Als u met statistieken werkt, kunt u histogrammen gebruiken om een visuele samenvatting van een verzameling getallen te geven. Een histogram lijkt een beetje op een staafdiagram dat een reeks verticale kolommen naast elkaar gebruikt om de verdeling van gegevens weer te geven. Om een histogram te maken, sorteert u uw gegevens eerst in "bakken" en telt u vervolgens het aantal gegevenspunten in elke bak. De hoogte van elke kolom in het histogram is dan evenredig met het aantal gegevenspunten dat de bak bevat. Als u het juiste aantal bakken kiest, krijgt u een optimaal histogram.
Bereken de waarde van de derdemachtswortel van het aantal gegevenspunten waaruit uw histogram bestaat. Als u bijvoorbeeld een histogram maakt van de lengte van 200 personen, neemt u de derdemachtswortel van 200, wat 5,848 is. De meeste wetenschappelijke rekenmachines hebben een functie voor de derdemachtswortel die u kunt gebruiken om deze berekening uit te voeren.

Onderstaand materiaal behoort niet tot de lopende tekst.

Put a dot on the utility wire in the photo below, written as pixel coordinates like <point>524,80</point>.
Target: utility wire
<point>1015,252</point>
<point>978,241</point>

Neem het omgekeerde van de waarde die u zojuist hebt berekend. Om dit te doen, kunt u de waarde in 1 delen of de "1/x" -toets op een wetenschappelijke rekenmachine gebruiken. De inverse van 5,848 is 1/5.848 = 0,171.
Vermenigvuldig uw nieuwe waarde met de standaarddeviatie van uw dataset. De standaarddeviatie is een maat voor de hoeveelheid variatie in een reeks getallen. U kunt een rekenmachine met statistische functies gebruiken om dit aantal voor uw gegevens te berekenen of het handmatig berekenen. Om dit laatste te doen, bepaalt u het gemiddelde van uw gegevenspunten; uitzoeken hoe ver elk gegevenspunt van het gemiddelde is; elk van deze verschillen kwadrateren en vervolgens middelen; neem dan de vierkantswortel van dit getal. Als de standaarddeviatie van uw lengtegegevens bijvoorbeeld 2,8 inch was, zou u 2,8 x 0,171 = 0,479 berekenen.
Vermenigvuldig het getal dat je zojuist hebt afgeleid met 3,49. De waarde 3,49 is een constante die is afgeleid van de statistische theorie en het resultaat van deze berekening is de bakbreedte die u moet gebruiken om een histogram van uw gegevens te construeren. In het geval van het hoogtevoorbeeld zou u 3,49 x 0,479 = 1,7 inch berekenen. Dit betekent dat als uw laagste hoogte 5 voet was, uw eerste bak 5 voet tot 5 voet 1,7 inch zou zijn. De hoogte van de kolom voor deze bak zou afhangen van hoeveel van uw 200 gemeten hoogtes binnen dit bereik waren. De volgende bak zou van 5 voet 1,7 inch tot 5 voet 3,4 inch zijn, enzovoort.